In the coverage of the EPA’s announcement, the word “unprecedented” is used a lot. But this is not true. There is in fact an excellent precedent for the electric vehicle transition. And it is the advent of the motor vehicle itself. That precedent is a humbling analogue for the EV transition, because it was far more gradual than people often acknowledge.

From about 1900 to 1950, motor vehicles went from being an extravagant plaything of the super rich that was far too impractical for daily use to the dominant mode of transportation in the United States. This story—told in many books by researchers from a variety of academic disciplines—is indeed a story of change, but not a sudden one.

For example, in Car Country: An Environmental History, the historian Christopher Wells charts vehicle registrations against the over-15 population in the United States. In 1900, when cars were expensive, difficult to drive, and unreliable, there were 6,254 driving-age people for every registered vehicle.

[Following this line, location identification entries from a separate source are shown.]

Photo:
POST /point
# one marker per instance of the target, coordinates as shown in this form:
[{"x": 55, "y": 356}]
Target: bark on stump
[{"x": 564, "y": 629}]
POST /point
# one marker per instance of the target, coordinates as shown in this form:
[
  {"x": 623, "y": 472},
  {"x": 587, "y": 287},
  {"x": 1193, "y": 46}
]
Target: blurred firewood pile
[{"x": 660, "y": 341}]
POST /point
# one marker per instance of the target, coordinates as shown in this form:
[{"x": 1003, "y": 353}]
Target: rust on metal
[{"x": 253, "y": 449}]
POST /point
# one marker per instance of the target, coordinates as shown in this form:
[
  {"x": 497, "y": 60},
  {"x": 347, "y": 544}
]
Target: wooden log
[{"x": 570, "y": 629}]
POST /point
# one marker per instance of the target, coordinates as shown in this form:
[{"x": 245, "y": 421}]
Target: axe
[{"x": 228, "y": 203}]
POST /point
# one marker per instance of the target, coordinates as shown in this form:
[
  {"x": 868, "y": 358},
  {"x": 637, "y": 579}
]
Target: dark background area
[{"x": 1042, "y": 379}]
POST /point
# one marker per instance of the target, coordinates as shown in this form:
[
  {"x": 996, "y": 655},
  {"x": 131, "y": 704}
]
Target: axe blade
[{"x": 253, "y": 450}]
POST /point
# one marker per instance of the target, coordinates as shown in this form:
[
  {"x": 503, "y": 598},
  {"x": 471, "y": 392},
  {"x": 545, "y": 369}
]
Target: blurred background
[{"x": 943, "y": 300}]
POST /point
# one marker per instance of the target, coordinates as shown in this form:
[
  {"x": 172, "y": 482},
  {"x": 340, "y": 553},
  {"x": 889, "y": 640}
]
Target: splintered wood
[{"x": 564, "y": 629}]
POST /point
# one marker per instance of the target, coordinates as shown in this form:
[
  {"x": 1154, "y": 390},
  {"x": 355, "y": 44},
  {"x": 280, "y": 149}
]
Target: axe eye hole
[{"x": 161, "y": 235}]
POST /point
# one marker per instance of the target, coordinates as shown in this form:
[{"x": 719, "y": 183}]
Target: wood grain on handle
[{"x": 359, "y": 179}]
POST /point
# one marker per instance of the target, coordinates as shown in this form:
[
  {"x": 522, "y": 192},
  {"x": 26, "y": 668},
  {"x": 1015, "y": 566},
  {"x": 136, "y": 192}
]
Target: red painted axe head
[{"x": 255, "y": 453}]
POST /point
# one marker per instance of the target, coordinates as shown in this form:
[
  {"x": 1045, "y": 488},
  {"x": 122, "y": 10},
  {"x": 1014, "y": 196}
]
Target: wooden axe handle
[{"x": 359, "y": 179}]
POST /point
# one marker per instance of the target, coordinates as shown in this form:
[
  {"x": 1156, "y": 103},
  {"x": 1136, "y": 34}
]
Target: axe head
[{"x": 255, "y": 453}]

A decade later, it was 133. A decade after that, in 1920, it was 7.8. In 1930, it steadied at 3.2 people over 15 years old per registered vehicle, when the Great Depression tanked sales. Only after World War II did the two-car garage and lumbering family car become the dominant mode of transportation in the U.S. Today, every state has 1.5 or more registered cars per household. Only five—Maryland, Massachusetts, Mississippi, New Jersey, New York, and Washington, D.C.—have fewer than two.

If the history of the American automobile teaches us anything about the current EV transition, it is that we are likely bickering over problems that will sort themselves out while ignoring the irreversible consequences of the transition. Automobile enthusiasts of the early 1900s fretted over where to get fuel, the need to standardize over a single type of fuel, how to make the technology more reliable and less confusing for the average person, and lowering the cost of the car. All of those concerns have direct analogues to the modern EV, and they are also problems that can be solved by money and coordination.

The other, bigger problems—where do we put all these cars in cities, how do we ensure other transportation options remain, how do we stop these things and their drivers from killing people, and what is the long-term cost to both ourselves and our environment—were hardly discussed until cars were already everywhere, the problems intractable, and new interest groups and constituencies fought against addressing them. History is a guide, not a fortune teller, but a gradual, decades-long transition from one type of car to another is both nothing and everything to be afraid of.